Monday, December 04, 2017

FTC Acting Chairman: Put the FTC Cop Back on the Beat

In a November 28, 2017 speech, Acting Chairman Maureen Ohlhausen of the Federal Trade Commission addressed how the FCC’s Restoring Internet Freedom proposal revives and even enhances the FTC’s ability to protect broadband consumers. This proposal, which is on the agenda for the FCC’s December 14, 2017 meeting, would restore the FTC protections broadband customers had before the FCC imposed utility-like regulation of Internet service providers (ISPs) in 2015.

Acting Chairman Ohlhausen described the FTC’s extensive history of enforcing Internet privacy and consumer protections:

We’ve reviewed mergers involving ISPs and online content, such as AOL/TimeWarner, and brought consumer protection cases against companies like Apple, AT&T, Dish, Facebook, Google, T-Mobile, and many others. Indeed, the FTC closely watched the behavior of the early on-ramps to the Internet and brought cases against AOL, Compuserve, Juno, and Prodigy for deceiving consumers about their services. And we have an ongoing case against AT&T Mobility for allegedly unfairly and deceptively throttling broadband speeds on unlimited wireless data plan. Wireless provider TracFone settled with us for similar behavior.

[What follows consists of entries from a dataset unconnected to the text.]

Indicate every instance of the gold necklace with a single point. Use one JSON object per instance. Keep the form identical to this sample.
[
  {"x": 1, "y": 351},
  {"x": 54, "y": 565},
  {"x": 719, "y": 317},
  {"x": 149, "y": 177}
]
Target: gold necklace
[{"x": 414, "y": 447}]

The FTC is also the primary enforcer of online consumer privacy and data security. In fact, I was at the FTC when we brought the first online privacy case against GeoCities in 1998. The FTC has brought more than 500 privacy- and security-related enforcement actions and held more than 20 workshops and events on privacy and data security topics….

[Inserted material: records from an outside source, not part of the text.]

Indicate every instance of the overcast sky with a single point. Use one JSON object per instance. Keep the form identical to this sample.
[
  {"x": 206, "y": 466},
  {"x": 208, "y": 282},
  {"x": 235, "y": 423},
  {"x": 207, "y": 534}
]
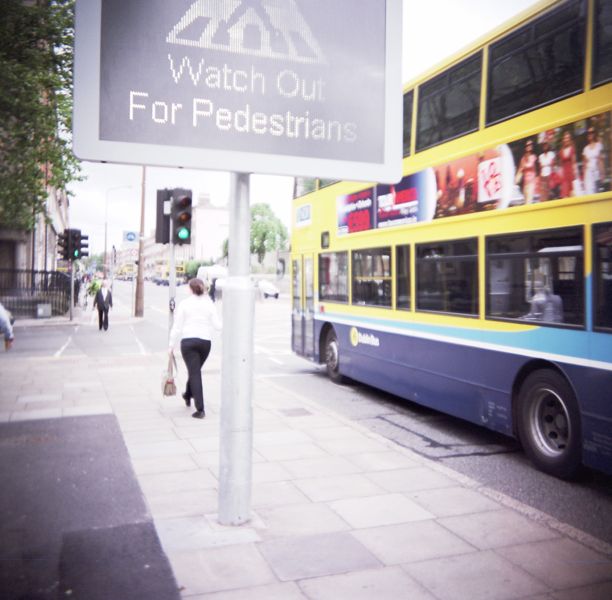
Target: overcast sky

Indeed, the FTC has regularly addressed the kinds of anticompetitive behaviors that concern net neutrality advocates. For example, the FTC has sued companies for foreclosing rival content in an exclusionary or predatory manner. We have challenged problematic access, discrimination, pricing, and bundling practices (citations omitted).

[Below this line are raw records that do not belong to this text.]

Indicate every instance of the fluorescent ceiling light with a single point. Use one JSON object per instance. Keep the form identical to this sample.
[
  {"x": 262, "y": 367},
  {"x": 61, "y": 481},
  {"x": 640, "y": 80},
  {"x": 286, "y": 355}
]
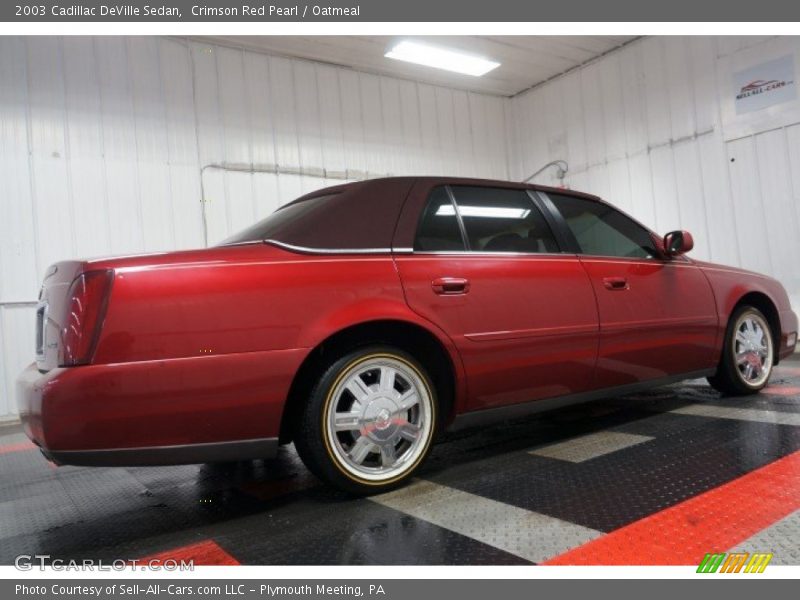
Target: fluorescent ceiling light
[
  {"x": 491, "y": 212},
  {"x": 441, "y": 58}
]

She then explained the problem with the approach taken by the FCC in its 2015 Open Internet Order:

Although the 2015 rules purported to be about consumer choice, they likely limited the options available to the consumer. This point is worth emphasizing: in the marketplace, companies seek to deliver what consumers want. But under prescriptive regulation, companies seek to deliver what regulators want. Case-by-case antitrust enforcement focused on competitive harm will allow ISPs, edge providers, and content providers to all experiment with innovative business models that will face the ultimate marketplace test: whether they benefit consumers….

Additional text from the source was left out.